The reverence with which Artaxerxes speaks of "the God of Israel" is surprising. It is highly unlikely that he had become a Jew, yet he understood the idea of being respectful and deferential to one greater than himself. It seems he did not doubt that the "God that is in Jerusalem" existed and that he was worthy of worship. While this is not the end of religion, it is refreshing compared to the lack of respect paid anything in our day.
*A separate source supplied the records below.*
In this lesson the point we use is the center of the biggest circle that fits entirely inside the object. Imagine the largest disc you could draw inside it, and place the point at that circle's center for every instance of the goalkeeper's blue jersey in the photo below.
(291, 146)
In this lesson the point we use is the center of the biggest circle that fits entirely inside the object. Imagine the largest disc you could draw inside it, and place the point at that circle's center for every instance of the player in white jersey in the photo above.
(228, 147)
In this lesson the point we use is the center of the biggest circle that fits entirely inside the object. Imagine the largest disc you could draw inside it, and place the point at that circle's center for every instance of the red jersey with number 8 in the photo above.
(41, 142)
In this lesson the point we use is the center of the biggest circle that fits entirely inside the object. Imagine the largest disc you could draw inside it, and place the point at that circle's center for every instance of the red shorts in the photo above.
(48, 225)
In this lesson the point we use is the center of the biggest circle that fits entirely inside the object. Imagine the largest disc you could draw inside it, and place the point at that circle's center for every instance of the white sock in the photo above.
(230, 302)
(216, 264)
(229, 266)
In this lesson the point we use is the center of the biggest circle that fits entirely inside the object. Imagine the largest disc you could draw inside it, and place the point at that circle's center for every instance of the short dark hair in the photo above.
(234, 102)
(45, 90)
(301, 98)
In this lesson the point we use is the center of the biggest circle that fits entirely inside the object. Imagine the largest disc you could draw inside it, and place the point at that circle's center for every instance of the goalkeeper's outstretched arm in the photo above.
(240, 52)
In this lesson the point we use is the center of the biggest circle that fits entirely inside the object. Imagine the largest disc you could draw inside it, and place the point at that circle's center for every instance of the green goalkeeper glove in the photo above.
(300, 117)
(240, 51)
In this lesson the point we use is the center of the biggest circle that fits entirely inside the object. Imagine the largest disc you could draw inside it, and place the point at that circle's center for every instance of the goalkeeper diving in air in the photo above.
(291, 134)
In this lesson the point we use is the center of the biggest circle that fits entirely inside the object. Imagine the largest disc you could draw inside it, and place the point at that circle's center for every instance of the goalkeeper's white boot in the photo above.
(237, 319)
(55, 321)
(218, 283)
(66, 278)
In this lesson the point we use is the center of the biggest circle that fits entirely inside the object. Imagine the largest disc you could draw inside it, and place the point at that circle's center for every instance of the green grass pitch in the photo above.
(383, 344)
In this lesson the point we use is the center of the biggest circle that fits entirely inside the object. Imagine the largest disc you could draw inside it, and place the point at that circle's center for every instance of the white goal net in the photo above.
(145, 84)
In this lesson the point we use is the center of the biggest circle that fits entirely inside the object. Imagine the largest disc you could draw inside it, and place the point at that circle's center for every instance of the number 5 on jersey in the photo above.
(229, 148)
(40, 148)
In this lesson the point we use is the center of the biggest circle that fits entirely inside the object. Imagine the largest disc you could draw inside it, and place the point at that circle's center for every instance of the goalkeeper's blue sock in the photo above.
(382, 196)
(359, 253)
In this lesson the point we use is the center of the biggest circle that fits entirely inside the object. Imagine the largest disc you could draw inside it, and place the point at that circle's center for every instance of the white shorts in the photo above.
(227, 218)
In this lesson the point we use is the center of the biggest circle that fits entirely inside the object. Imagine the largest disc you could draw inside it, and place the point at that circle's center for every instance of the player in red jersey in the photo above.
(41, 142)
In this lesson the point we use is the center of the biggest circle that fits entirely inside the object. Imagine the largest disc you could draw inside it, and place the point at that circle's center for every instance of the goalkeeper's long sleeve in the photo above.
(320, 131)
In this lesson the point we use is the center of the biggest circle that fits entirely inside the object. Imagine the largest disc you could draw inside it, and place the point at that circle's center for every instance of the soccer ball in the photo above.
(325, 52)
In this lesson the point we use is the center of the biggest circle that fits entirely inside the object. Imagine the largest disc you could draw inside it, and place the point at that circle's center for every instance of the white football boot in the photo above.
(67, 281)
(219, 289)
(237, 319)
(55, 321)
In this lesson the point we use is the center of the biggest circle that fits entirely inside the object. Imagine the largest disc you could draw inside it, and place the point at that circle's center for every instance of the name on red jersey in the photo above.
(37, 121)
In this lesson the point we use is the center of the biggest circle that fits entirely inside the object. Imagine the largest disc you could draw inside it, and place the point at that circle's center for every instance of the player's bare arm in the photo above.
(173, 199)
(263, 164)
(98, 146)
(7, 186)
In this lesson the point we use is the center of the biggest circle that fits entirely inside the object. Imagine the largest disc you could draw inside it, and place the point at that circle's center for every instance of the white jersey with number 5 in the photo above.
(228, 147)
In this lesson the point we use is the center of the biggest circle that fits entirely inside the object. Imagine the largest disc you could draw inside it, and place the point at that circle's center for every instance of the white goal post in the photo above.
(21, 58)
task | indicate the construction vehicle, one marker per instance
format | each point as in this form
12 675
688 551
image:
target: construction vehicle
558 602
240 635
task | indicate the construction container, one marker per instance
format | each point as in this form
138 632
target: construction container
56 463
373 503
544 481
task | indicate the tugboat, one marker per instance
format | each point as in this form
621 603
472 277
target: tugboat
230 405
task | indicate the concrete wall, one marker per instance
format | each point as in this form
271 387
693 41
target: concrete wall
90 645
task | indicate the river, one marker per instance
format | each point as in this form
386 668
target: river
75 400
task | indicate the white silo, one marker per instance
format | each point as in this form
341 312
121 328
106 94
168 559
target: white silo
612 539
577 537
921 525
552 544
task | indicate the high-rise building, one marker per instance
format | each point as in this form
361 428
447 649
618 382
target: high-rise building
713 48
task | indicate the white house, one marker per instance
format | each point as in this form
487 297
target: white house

Nevertheless, to live in a culture that takes the view of Artaxerxes makes one sleepy. It is easy to confuse this kind of deferential treatment for real faith. I believe this is the mistake our forefathers in the American church have made. We went along getting fat and happy as churches degenerated from true faith to a vague, but respectful religion. When the cultural underpinnings of that respect were undermined, and the underpinnings were merely social constructions, there was nothing of true faith left.

So many in the evangelical church have seen this second shift as the "real" problem. However, there are many who have seen through this to Satan's true scheme. Luke Skywalker says, "Your overconfidence is your weakness," when fighting Darth Sidious. When our confidence is in the flesh, it is a confidence in weakness, but when our confidence is God, he makes our weakness a strength. It wasn't for no reason that Schliermacher confused faith with the "feeling of absolute dependence." It is the dependence on the blood of Christ that is true faith and strength. This is the weakness we must recover.

Matt 7

It is ironic that 7:6 describes those who use 7:1 to say Christians have no right to preach God's law. It seems to me that Jesus is merely stating plain facts in 7:1-2. This is just what happens in the world. People hold you to the standard by which you judge them. However, his exhortation to be humble in correction is one I have often missed.

While Jesus does say that the Golden Rule is a summary of the Law and Prophets, later statements reveal that this is not the only summary. It seems to be a summary of the moral teaching regarding human relationships.

Verse 26 is another sober warning to do as well as hear.

I always love it when people respond as in v. 28. "He taught them as one who had authority," and they were astonished. Spirit empowered preaching has the same effect today.

Acts 7

This is one of my favorite passages. I really should commit it to memory. I love how Stephen builds his argument about Jesus beginning with Abraham. this is how we should feel if not do. We forget that we are part of the story of God redeeming the world. We forget that we are the instruments God is using to remake the world into his kingdom. We can read the stories of God doing it in the past both in scripture and church history. We as a people (God's people, not Americans) need to read more history and connect the dots of Abraham with ourselves.

Acts 7:54 is the other way people respond to Spirit empowered preaching. It is an outrage against which the world rages, and it is God who determines which effect the preaching will have. As is the call to many of the prophets, we are called to preach and let God work.